In 1939 Poland was a rabbit torn apart by wolves as Nazi Germany invaded from the west and Soviet Russia from the east. Following inevitable victory, the Soviets set about dealing with a multitude of Polish prisoners including army officers, soldiers, pilots and prominent citizens such as intellectuals, policemen, landowners, lawyers, priests and bureaucrats. After releasing most ordinary soldiers, the NKVD secret police under the feared Lavrentiy Beira still held some 40,000 unfortunate Poles in various camps, principally Kozelsk, Starobielsk and Ostashkov.
These prisoners were subjected to an intense program of interrogation, designed to determine if each could be persuaded to adopt a pro-Soviet attitude or would remain defiant. The reason for this process became apparent on March 5 1940 when the ruling Soviet Politburo responded positively to Beira’s request that thousands of Polish ‘nationalists and counter-revolutionaries’ should be executed.
This gruesome policy was carried out from early April. Occupants of the Kozelsk camp were taken to three sites – NKVD headquarters in Smolensk, Smolensk slaughterhouse and an established NKVD killing field in Katyn Forest.
The vast majority, mainly military personnel but including hundreds of civilians, were taken into the woods, never to reappear. After their invasion of Russia, a tip-off led the Germans to the Katyn site, where they exhumed 4,500 corpses, each with hands tied and a pistol shot to the neck. This discovery was a huge propaganda coup for the Nazis, though the Soviets vehemently denied their involvement and continued to do so long after the end of World War II.

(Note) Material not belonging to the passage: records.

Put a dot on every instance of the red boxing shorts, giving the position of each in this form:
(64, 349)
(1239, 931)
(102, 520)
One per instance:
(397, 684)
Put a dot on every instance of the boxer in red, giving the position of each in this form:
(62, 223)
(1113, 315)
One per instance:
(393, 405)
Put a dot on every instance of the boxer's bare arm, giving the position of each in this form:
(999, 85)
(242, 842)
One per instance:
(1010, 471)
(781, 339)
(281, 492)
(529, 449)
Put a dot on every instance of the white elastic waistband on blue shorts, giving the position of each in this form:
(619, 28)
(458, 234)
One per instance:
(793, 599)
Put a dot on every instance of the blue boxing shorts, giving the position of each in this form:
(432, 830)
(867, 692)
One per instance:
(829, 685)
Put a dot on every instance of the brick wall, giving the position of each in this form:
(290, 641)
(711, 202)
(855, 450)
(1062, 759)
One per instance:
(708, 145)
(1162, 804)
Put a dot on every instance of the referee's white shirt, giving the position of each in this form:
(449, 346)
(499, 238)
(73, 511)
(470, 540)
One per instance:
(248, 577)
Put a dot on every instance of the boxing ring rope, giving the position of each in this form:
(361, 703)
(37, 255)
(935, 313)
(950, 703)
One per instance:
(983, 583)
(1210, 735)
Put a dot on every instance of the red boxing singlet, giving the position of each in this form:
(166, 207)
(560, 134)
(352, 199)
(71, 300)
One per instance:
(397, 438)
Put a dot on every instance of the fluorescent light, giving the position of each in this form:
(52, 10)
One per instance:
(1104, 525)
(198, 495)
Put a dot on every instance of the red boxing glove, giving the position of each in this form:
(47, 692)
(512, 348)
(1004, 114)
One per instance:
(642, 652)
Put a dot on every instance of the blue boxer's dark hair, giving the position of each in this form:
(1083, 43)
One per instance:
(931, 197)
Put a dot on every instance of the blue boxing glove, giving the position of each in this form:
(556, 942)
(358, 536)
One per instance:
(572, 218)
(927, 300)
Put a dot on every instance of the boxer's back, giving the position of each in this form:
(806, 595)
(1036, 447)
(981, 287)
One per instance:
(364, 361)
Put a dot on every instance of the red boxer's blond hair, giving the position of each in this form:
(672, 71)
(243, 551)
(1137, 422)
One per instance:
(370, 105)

In 1990, Russian authorities finally admitted that the Katyn massacre was carried out by the NKVD, but still refused to accept the heinous mass killing as either genocide or a war crime. This ensured that none of those responsible could ever be brought to trial.
When: After April 3 1940
Where: Katyn Forest, near Smolensk, Russia
Death toll: Around 4,500 (including one woman, the daughter of a Polish general).
You should know: The Katyn massacre was but one part of Stalin’s brutal scheme to eliminate the Polish officer corps and the country’s intelligentsia. Even as Katyn was taking place, or soon afterwards, another 17,500 Poles from various prisons and camps were simultaneously executed at a number of other sites in Russia.